【MARVEL】This is my selfishness
第10章 9th
答えたのにジィ、と目をのぞき込まれ、目が合ったまま視線を離せない。
自覚した【好き】を見透かされてしまいそう。
「…筋肉痛で済んで良かった」
『う、うん、ほんとに、ィわっあ?!』
空気が柔らかくなった気がしたのに油断した。
その油断をつくようにぐわん、と視界が変わる。
お姫様抱っこをされて、視線が自分の普段のものより高くなった。
『びびびっくりした…!』
「歩くの、キツイだろ。部屋までこのまま行こう」
『いやっ、大丈夫だって!』
わたしの拒否は爽やかな笑顔でスルーされ、先程までのスピードとは比べ物にならないほどの速さで歩いて行く。
……もしかしてさっきまでゆっくり歩いていたのはゆっくりしか歩けないわたしに合わせてくれてた?
バッキーは早く帰りたいのにわたしを置いてさっさか歩く訳にも行かなくて、手っ取り早いこの形を選んだのでは、、
『ごめん、歩くの遅かったよね…』
大人しく彼の首と肩に掴まるようにして反省する。もうわたし、下ろせ!なんて言いません…の意を込めて。
「そういうことじゃない。本当に歩くのがキツイだろうと思ったんだ。仕事中もいつものような動きじゃなかったし、足が上がらなくてよく躓いてたろ」
警備員だからよく見てたんだ、と至近距離で優しい笑顔を見せつけられる。たまらない。
「アパートの階段を登る頃には自分を置いていけとでも言うんじゃないかと思ってな」
『そ、そんな、……言っ、てたかもしんない、、、』
そんなストレートな言葉で言わないと言いたいところだけど、二階建てのアパートで相手に先に上がっといてもらう理由なんて見つからない。

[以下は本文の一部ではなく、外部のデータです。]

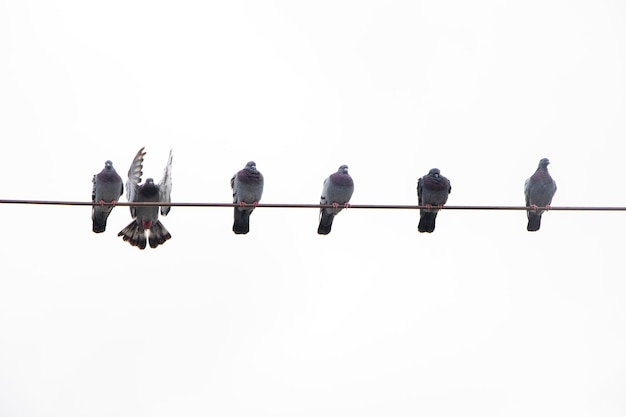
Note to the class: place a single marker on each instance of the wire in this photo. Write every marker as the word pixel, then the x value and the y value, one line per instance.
pixel 317 206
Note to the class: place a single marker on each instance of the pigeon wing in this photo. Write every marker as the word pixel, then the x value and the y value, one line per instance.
pixel 134 178
pixel 165 186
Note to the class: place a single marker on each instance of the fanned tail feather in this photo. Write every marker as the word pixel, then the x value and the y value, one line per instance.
pixel 134 234
pixel 326 222
pixel 241 225
pixel 158 234
pixel 427 222
pixel 534 222
pixel 99 218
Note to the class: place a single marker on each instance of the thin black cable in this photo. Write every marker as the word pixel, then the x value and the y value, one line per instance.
pixel 317 206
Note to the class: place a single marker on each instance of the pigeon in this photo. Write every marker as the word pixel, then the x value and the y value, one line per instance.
pixel 107 188
pixel 146 224
pixel 247 186
pixel 538 190
pixel 337 190
pixel 432 190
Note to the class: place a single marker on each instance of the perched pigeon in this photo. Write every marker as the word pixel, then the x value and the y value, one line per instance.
pixel 337 190
pixel 107 188
pixel 538 190
pixel 432 190
pixel 247 186
pixel 146 225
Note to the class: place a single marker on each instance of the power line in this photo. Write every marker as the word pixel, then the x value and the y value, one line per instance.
pixel 317 206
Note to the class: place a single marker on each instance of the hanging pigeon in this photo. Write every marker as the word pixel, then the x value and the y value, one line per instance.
pixel 247 186
pixel 337 190
pixel 538 190
pixel 146 225
pixel 432 190
pixel 107 188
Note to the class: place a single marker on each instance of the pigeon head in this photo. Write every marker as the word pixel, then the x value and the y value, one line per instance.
pixel 434 172
pixel 544 163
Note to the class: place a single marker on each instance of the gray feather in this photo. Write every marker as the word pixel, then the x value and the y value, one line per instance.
pixel 337 188
pixel 107 188
pixel 146 226
pixel 247 185
pixel 539 190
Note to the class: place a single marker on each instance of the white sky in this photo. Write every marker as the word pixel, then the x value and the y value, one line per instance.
pixel 479 318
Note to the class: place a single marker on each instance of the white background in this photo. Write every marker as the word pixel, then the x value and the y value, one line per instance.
pixel 479 318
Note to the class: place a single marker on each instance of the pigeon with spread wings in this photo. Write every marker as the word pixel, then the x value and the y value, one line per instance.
pixel 146 226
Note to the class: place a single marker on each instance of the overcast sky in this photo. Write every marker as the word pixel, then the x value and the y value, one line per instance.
pixel 479 318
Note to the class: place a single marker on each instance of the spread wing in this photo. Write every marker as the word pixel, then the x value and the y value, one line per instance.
pixel 134 178
pixel 420 190
pixel 165 186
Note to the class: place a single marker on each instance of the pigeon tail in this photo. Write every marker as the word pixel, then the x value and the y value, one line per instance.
pixel 134 234
pixel 534 222
pixel 326 222
pixel 427 222
pixel 158 234
pixel 241 226
pixel 99 218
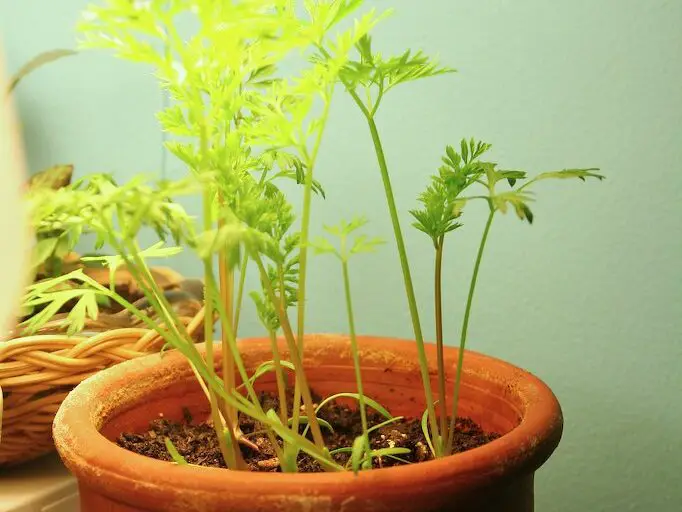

郵便受け見るから〜とか言ったところで2階からわたしの行動は筒抜けの丸見えだ。
『バッキーは筋肉痛とかなんないの?』
「ならないな」
『即答だ…』
「大体寝てれば治る」
『普段から動いてるから?』
「…かもな」
ヒュウ、と夜風が吹いても密着しているバッキーが暖かくて全然寒くない。
それどころか、肩に頭を預けると体温が混じり合うような感じで、歩くリズムで揺れるのも気持ちよくて睡魔が襲ってくる。